Retrospective cohort study at a tertiary academic referral center.

METHODS

All patients presenting with a CPA or IAC mass radiographically consistent with a lipoma on high-resolution magnetic resonance imaging (MRI) were identified. Data including presenting symptomatology, tumor characteristics, management strategy, and patient course were collected.

RESULTS

Between 1996 and 2012, 15 patients were diagnosed with a CPA or IAC lipoma at the authors' institution and were included in the analysis. The mean duration of radiological and clinical follow-up was 3.4 years and 5.1 years, respectively. Eight lesions were confined to the IAC, while seven involved the CPA. The median tumor size at diagnosis was 7.2 mm; one patient demonstrated tumor growth on serial MRI while the remaining subjects did not have radiological progression. The most common presenting symptoms were sensorineural hearing loss (40%) and tinnitus (33%); five patients were diagnosed after incidental discovery on MRI. Fourteen patients were managed with observation, while one subject underwent subtotal resection. None of the observed patients reported worsening symptoms at last follow-up.

CONCLUSIONS

While rare, lipomas should be included in the differential diagnosis of CPA and IAC lesions. Owing to a generally benign clinical course and high morbidity associated with resection, microsurgery should only be considered in cases of definite tumor enlargement with intractable symptoms from mass effect. Careful radiological evaluation is critical for establishing an accurate diagnosis in order to prevent unnecessary morbidity associated with resection.

摘要

目的/假设:描述桥小脑角(CPA)和内听道(IAC)脂肪瘤的表现和临床过程。

研究设计

在三级学术转诊中心进行的回顾性队列研究。

方法

所有在高分辨率磁共振成像(MRI)上显示与脂肪瘤一致的 CPA 或 IAC 肿块的患者均被确定。收集的数据包括表现症状、肿瘤特征、管理策略和患者病程。

结果

1996 年至 2012 年期间,作者所在机构诊断出 15 例 CPA 或 IAC 脂肪瘤患者,将其纳入分析。

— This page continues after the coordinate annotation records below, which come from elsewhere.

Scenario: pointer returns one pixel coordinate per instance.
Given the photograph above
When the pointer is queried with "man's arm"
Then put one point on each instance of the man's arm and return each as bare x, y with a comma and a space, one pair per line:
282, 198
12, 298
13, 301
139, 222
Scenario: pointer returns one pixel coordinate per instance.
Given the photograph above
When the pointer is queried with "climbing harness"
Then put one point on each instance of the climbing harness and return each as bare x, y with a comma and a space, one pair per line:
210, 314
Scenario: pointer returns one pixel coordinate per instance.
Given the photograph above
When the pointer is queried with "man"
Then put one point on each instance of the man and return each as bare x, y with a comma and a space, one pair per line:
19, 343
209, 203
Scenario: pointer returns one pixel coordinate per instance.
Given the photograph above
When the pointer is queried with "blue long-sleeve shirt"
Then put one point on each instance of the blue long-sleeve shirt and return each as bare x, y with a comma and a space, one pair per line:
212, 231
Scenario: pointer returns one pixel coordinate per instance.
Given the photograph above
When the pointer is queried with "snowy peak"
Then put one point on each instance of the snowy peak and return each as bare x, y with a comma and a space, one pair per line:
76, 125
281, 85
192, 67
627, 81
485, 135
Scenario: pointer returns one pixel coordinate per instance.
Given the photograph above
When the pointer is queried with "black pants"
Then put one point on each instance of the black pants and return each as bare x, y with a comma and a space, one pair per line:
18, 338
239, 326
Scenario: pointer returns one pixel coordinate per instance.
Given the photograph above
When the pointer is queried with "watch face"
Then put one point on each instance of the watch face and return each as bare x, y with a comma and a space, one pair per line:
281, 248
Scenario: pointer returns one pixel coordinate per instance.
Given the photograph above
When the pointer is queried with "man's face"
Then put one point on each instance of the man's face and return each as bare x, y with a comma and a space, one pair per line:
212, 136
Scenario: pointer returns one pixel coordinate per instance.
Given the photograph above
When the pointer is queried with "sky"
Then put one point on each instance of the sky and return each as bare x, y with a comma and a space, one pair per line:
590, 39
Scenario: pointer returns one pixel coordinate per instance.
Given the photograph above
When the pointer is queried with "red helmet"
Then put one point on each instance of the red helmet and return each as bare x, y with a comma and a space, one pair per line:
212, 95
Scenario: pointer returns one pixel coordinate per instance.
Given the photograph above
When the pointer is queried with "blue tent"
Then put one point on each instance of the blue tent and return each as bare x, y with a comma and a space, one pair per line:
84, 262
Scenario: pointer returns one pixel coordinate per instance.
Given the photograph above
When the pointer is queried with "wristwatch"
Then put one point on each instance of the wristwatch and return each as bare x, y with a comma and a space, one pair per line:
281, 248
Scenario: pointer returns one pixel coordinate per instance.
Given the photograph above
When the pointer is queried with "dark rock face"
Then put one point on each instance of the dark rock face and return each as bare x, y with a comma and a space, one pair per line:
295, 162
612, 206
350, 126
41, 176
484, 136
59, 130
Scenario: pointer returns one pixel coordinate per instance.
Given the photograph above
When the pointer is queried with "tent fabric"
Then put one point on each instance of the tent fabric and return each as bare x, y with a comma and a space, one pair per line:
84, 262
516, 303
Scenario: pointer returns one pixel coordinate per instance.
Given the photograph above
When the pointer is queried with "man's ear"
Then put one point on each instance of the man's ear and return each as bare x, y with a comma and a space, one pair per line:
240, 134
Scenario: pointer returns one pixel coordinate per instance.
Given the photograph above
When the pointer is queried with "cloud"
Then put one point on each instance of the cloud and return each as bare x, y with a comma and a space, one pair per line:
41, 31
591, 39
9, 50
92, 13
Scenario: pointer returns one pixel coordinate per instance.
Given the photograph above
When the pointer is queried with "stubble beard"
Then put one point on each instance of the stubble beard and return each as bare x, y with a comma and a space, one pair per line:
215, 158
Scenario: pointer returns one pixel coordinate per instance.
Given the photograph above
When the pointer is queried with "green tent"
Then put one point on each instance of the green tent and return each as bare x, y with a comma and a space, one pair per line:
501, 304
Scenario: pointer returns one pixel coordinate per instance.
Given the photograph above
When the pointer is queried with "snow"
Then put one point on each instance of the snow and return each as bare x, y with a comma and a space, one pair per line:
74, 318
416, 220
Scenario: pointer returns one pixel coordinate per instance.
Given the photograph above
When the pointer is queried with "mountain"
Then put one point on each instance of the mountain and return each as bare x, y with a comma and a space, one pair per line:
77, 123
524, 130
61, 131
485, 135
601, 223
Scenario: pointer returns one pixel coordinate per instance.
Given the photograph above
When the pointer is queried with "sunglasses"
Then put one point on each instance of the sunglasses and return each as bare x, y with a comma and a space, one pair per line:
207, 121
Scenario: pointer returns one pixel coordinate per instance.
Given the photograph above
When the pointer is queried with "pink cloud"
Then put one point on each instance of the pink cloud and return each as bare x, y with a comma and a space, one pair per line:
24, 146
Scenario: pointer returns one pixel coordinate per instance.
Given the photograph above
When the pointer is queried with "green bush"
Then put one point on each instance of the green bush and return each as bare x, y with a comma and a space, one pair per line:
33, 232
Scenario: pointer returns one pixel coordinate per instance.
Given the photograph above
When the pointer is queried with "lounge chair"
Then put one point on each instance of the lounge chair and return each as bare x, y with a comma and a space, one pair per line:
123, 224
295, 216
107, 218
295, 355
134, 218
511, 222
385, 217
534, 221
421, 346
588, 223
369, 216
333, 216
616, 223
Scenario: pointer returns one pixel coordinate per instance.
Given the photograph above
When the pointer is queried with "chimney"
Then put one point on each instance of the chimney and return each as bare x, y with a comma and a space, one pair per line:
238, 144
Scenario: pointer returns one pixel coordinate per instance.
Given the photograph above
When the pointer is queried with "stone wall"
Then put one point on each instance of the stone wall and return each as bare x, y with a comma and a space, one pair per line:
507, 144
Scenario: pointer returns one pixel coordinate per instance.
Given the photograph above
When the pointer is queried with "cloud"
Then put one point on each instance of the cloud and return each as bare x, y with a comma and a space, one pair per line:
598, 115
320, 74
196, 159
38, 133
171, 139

影像学和临床随访的平均时间分别为 3.4 年和 5.1 年。8 个病变局限于 IAC,7 个病变累及 CPA。诊断时肿瘤大小中位数为 7.2mm;1 例患者在连续 MRI 上显示肿瘤生长,其余患者无影像学进展。最常见的表现症状是感音神经性听力损失(40%)和耳鸣(33%);5 例患者在 MRI 偶然发现后诊断。14 例患者接受观察治疗,1 例患者接受次全切除术。在最后一次随访时,没有观察到患者的症状恶化。

结论

尽管罕见,但脂肪瘤应纳入 CPA 和 IAC 病变的鉴别诊断。由于手术切除相关的发病率高,且临床过程通常为良性,因此只有在肿瘤明显增大且肿块效应引起的症状无法控制时,才应考虑显微手术。仔细的影像学评估对于做出准确诊断至关重要,以防止与手术切除相关的不必要的发病率。